Covid‐19 and Vitamin D: A lesson from the skin - InInteraction
https://onlinelibrary.wiley.com/doi/abs/10.1111/exd.14170
======
InInteraction
Abstract

The negative outcomes of COVID‐19 diseases respiratory distress (ARDS) and the
damage to other organs are secondary to a “cytokine storm” and to the
attendant oxidative stress. Active hydroxyl‐forms of vitamin D are
anti‐inflammatory, induce anti‐oxidative responses, and stimulate innate
immunity against infectious agents. These properties are shared by calcitriol
and the CYP11A1‐generated non‐calcemic hydroxyderivatives.

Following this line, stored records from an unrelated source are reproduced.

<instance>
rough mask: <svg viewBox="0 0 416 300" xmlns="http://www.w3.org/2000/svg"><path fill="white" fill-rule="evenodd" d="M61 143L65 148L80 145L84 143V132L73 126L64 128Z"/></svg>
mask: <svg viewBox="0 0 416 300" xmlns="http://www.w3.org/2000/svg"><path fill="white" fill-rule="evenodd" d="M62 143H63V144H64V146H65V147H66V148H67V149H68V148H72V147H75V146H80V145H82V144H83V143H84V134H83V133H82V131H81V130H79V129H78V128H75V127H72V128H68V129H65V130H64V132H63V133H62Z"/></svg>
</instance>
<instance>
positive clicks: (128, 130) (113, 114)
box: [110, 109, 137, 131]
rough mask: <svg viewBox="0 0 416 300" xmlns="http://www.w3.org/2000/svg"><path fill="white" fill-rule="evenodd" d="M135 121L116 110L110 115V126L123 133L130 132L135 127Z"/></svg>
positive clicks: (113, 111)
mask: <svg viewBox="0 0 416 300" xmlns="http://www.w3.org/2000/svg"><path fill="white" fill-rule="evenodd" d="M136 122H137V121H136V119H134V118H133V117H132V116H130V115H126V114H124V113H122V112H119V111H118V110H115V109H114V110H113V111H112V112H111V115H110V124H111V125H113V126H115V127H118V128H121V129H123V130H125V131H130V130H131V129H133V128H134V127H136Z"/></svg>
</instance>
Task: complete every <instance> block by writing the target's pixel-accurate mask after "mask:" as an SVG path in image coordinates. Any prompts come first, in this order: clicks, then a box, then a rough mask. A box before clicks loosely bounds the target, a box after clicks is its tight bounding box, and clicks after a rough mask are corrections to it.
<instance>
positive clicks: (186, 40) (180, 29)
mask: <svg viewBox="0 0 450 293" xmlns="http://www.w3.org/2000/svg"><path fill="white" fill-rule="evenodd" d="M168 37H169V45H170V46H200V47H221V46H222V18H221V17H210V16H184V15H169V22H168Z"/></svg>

They inhibit the
production of pro‐inflammatory cytokines, downregulate NF‐κΒ, show inverse
agonism on RORγ and counteract oxidative stress through the activation of
NRF‐2. Therefore, a direct delivery of hydroxyderivatives of vitamin D
deserves consideration in the treatment of COVID‐19 or ARDS of different
etiology. We also recommend treatment of COVID‐19 patients with high dose
vitamin D since populations most vulnerable to this disease are likely vitamin
D deficient and patients are already under supervision in the clinics. We
hypothesize that different routes of delivery (oral and parenteral) will have
different impact on the final outcome.